Publié le 26 mai 2023 à 12h28 - Dernière mise à jour le 8 juin 2023 à 20h55
Un public nombreux se pressait au sein de l’Hôtel de ville de Marseille, à l’occasion de la remise du prix Robert Mizrahi à Naomie Dahan par le maire, Benoît Payan et Lionel Stora, président du Fonds Social Juif Unifié (FSJU) Marseille-Provence.
Pour sa troisième édition, le prix Robert Mizrahi pour la transmission de la mémoire a été remis le 8 mai, tout un symbole, à Naomie Dahan, une jeune étudiante de 22 ans. Ce projet, ouvert aux étudiants de 18 à 25 ans, a pour objet de travailler sur l’histoire du peuple juif et la transmission de la mémoire. Benoît Payan devait, à cette occasion, évoquer la figure d’Albert Cohen «qui raconte comment il a été jeté, enfant, sur le mur de l’antisémitisme. Il raconte comment, dans les rues de Marseille, un camelot l’avait humilié, agressé, comment il avait fait disparaître l’innocence de ses yeux par l’insulte et le mépris. Parce qu’il était Juif. Né à Corfou, Albert était un enfant de la France, un enfant de ce pays qu’il aimait et qu’il chérissait». Une violence que Robert Mizrahi, enfant, a connu, rappelle Benoît Payan: «Elle vous a pris vos parents un soir de mars 1944, un de ces soirs de guerre où tout semble basculer. Ce soir-là, la Gestapo Française vous a arraché à ceux qui vous ont donné la vie, guidée par les ordres des nazis qui voulaient vous faire disparaître».
«Faire de notre ville la terre d’accueil des exilés du monde»
Marseille, souligne le maire, se souvient et «par son souvenir elle offre une sépulture à ceux qui n’y ont pas eu droit». «Ce prix, qui porte votre nom, que nous remettons aujourd’hui, poursuit-il, est le flambeau que vous cédez chaque année à des dizaines de jeunes Marseillais». Une mémoire pour «construire ensemble une ville, une société, un monde dans lequel la haine, l’exclusion, la division, n’auront plus jamais leur place. C’est la leçon de Marseille, et c’est la voix que nous voulons porter ensemble. Faire de notre ville la terre d’accueil des exilés du monde, la rendre ouverte, accessible, populaire, joyeuse, la rendre belle parce qu’elle est plurielle : c’est notre tâche devant l’histoire, c’est notre tâche devant les plaies béantes de notre passé».

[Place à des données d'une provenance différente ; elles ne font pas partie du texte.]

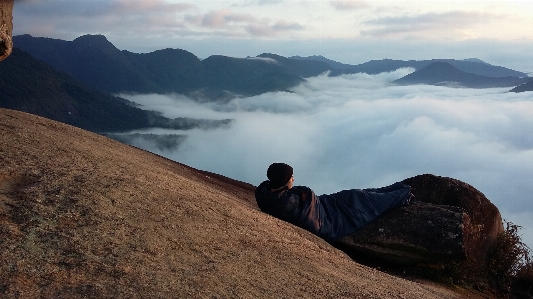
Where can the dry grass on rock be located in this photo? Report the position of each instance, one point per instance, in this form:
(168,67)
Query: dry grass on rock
(83,216)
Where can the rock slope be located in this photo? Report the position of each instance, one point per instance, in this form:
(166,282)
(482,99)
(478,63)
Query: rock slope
(83,216)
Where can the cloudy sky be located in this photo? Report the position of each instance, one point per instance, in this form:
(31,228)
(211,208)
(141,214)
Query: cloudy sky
(357,131)
(346,132)
(350,31)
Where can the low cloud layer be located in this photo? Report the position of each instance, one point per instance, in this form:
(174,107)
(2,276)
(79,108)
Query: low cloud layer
(356,131)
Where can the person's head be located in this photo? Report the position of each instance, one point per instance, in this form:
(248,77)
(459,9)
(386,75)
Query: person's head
(280,175)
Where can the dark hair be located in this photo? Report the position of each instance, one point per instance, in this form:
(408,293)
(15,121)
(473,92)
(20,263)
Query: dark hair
(279,174)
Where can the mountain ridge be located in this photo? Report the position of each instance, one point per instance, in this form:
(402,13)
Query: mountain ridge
(30,85)
(445,74)
(106,220)
(93,60)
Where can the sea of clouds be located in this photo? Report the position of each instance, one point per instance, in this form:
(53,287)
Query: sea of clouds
(358,131)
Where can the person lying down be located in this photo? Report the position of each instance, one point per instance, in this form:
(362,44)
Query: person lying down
(329,216)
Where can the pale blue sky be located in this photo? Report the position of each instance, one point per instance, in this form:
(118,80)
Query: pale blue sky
(350,31)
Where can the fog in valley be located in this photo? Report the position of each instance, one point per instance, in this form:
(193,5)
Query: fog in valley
(358,131)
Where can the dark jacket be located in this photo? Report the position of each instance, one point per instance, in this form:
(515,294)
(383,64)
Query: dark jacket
(330,216)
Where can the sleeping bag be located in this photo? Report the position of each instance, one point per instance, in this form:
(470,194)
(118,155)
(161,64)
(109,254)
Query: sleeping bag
(330,216)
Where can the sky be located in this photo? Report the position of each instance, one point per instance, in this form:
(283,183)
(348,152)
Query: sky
(349,31)
(357,131)
(346,132)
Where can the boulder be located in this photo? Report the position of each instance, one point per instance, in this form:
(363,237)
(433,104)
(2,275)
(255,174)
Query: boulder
(414,234)
(450,223)
(6,28)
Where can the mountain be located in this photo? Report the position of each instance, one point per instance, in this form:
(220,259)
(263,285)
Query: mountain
(83,216)
(30,85)
(244,76)
(332,63)
(528,86)
(474,66)
(93,60)
(443,73)
(301,68)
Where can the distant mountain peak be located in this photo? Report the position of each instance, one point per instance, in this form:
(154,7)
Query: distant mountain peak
(475,60)
(96,40)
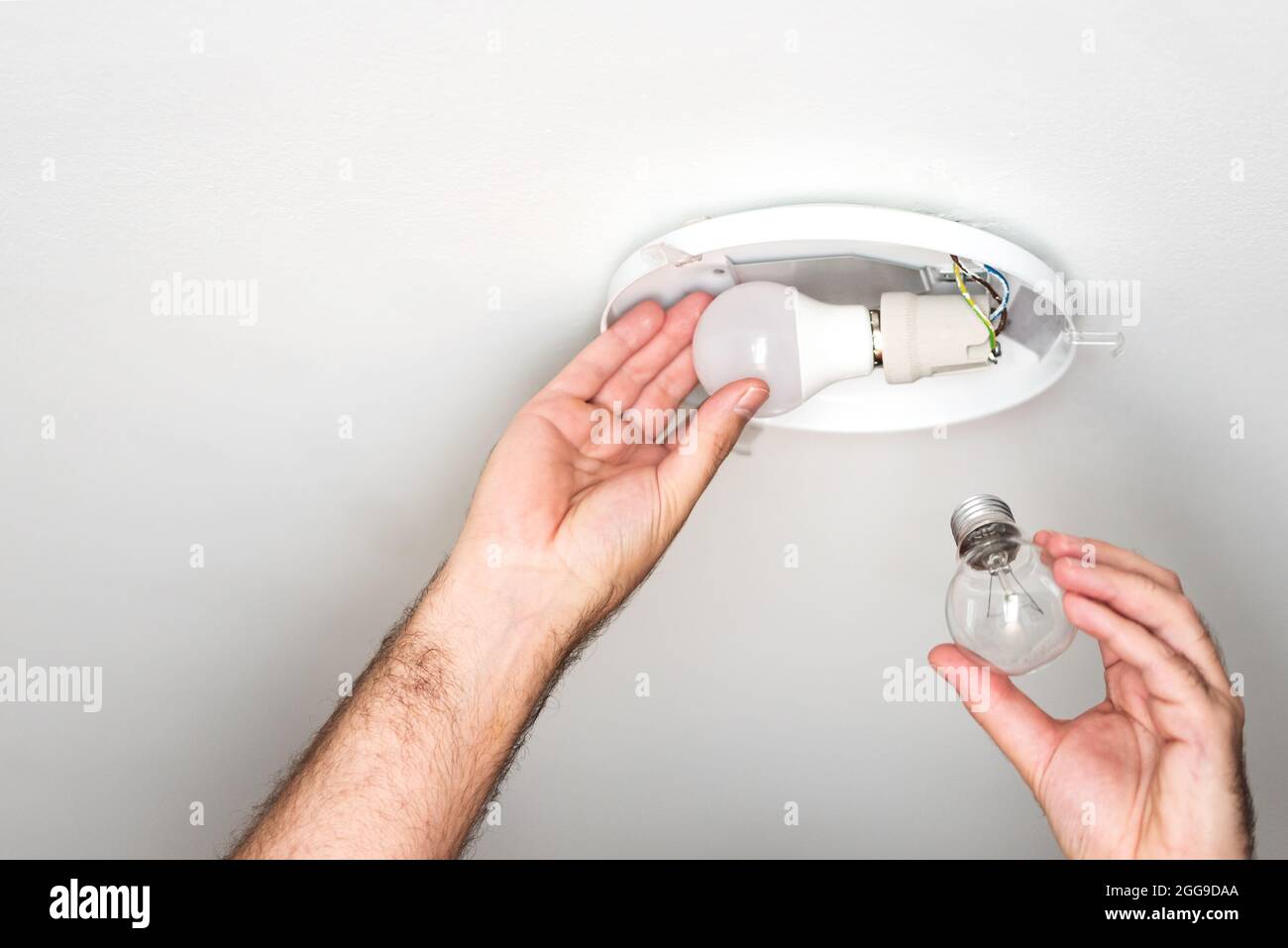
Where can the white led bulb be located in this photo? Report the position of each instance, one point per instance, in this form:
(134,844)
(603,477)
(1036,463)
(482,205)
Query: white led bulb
(802,346)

« L’oubli, c’est le plus beau cadeau que nous puissions faire aux tyrans»
Et de remercier ici le Fonds Social Juif Unifié «qui agit depuis tant d’années pour que jamais les cachots de l’oubli ne se referment sur nous. Parce que l’oubli, c’est le plus beau cadeau que nous puissions faire aux tyrans. L’oubli, c’est la première marche de l’indifférence, c’est la première marche du mépris, et c’est la première marche du chemin qui nous mène à la division». Et de conclure son propos en remettant à Robert Mizrahi la médaille de la ville.
Lionel Stora évoque Hannah Arendt (politologue, philosophe et journaliste allemande NDLR) «pour qui l’éducation doit permettre d’entreprendre quelque chose de neuf dans un monde plus vieux» et de rendre à son tour hommage à Robert Mizrahi: «qui a passé sa vie à militer pour la mémoire, qui a œuvré au FSJU, à Yad Vashem, l’Institut international pour la mémoire de la Shoah, qui a été élu à la ville de Marseille». Pour Lionel Stora : «Albert Cohen serait heureux de voir ce que nous accomplissons sous le regard bienveillant de Robert». Patricia Mizrahi, la fille de Robert, remercie le FSJU et la Ville pour ce prix «remis du vivant de mon père».
En ce qui concerne le Prix, l’historienne Renée Dray-Bensousan explique le choix du jury: «le travail de Naomie Dahan sur Samuel Caraco répond à toutes nos attentes sur la rigueur historique et il est réalisé dans un style alerte». Tandis que Naomie Dahan avance: «Ce travail m’a beaucoup apporté tant sur un plan affectif qu’intellectuel». Et de remercier Régine Méchulan, fille de Samuel Caraco, avec laquelle elle a pu réaliser ce travail.